Avoiding common data-interpretation errors

They say “statistics lie,” but they don’t. People do.

Well, that’s a little harsh. Sure some people intentionally skew numbers and selectively pull data, but most folks misinterpret data by accident.

Why do you care if you’re not a scientist?  Because you collect data about your business all the time — web traffic, revenue sources, expenses, customer behavior — and make decisions based on your (mis)understanding of that data.

Here’s a few basic mistakes I encounter constantly.

Statistics don’t tell the whole story

It’s easy to boil a data set down to a single number, like an average. Easy — and often shortsighted.

Single numbers feel powerful; you feel able to wrap your mind around a lot of data. Sometimes that is indeed useful, but it can also obscure the truth.

Consider Anscombe’s Quartet, four graphs that have identical statistical properties, yet clearly represent four distinct processes:

anscombe quartet

Since the statistics are identical in each case, it’s clear that statistics alone don’t describe what’s actually happening with the data.
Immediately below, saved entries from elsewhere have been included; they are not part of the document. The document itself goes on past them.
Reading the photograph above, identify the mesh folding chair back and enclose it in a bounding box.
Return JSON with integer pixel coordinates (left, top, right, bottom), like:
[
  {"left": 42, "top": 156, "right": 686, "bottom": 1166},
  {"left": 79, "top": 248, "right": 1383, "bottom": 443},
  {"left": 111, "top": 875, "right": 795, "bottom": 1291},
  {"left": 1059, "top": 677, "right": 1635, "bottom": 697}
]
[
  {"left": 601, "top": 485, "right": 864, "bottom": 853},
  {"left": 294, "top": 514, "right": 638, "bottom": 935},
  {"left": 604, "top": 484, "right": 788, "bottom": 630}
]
The true story of each graph:

  1. The process is mostly linear. The best-fit line is handy in describing the relationship, but there are other possibly-random factors at work as well.
  2. The data are perfectly related, but not linear. Applying typical linear statistics is just wrong.
  3. The data are perfectly linear, with one outlier. Probably the outlier should be ignored, and the best-fit line should reflect the other points.
  4. The data don’t vary at all in the x direction, except for an outlier which probably should be ignored. All the standard statistical numbers are useless.

Lessons:

  • Processes can’t be boiled down to a single number.
  • Blindly applying statistics doesn’t explain what’s happening.
  • Charts can help.

“Average” is often useless

You can’t open an analytics tool without being attacked by averages: Average hits/day, average conversion ratios, average transaction size, average time on site.

Trouble is, the average is often not only useless, but misleading. Take “average time-on-site,” a typical web analytics metric. It’s important enough in Google Analytics that it appears on the top-level site information dashboard, as shown in this real example from my blog:

Average time on site, Google Analytics

Of course it’s better if a visitor spends longer on a site because it means they’re engaged.

Is 1:33 good? Actually that’s the wrong question. The true story becomes clear when you break this single number into pieces:

annotated-time-on-site-bi-modal

The “average” time-on-site of 93 seconds is useless when trying to explain user behavior. The correct way to think about time-on-site is:

  1. Most visitors “bounce” off the site without really looking at it.
  2. About a third of the visitors stayed long enough to read some articles.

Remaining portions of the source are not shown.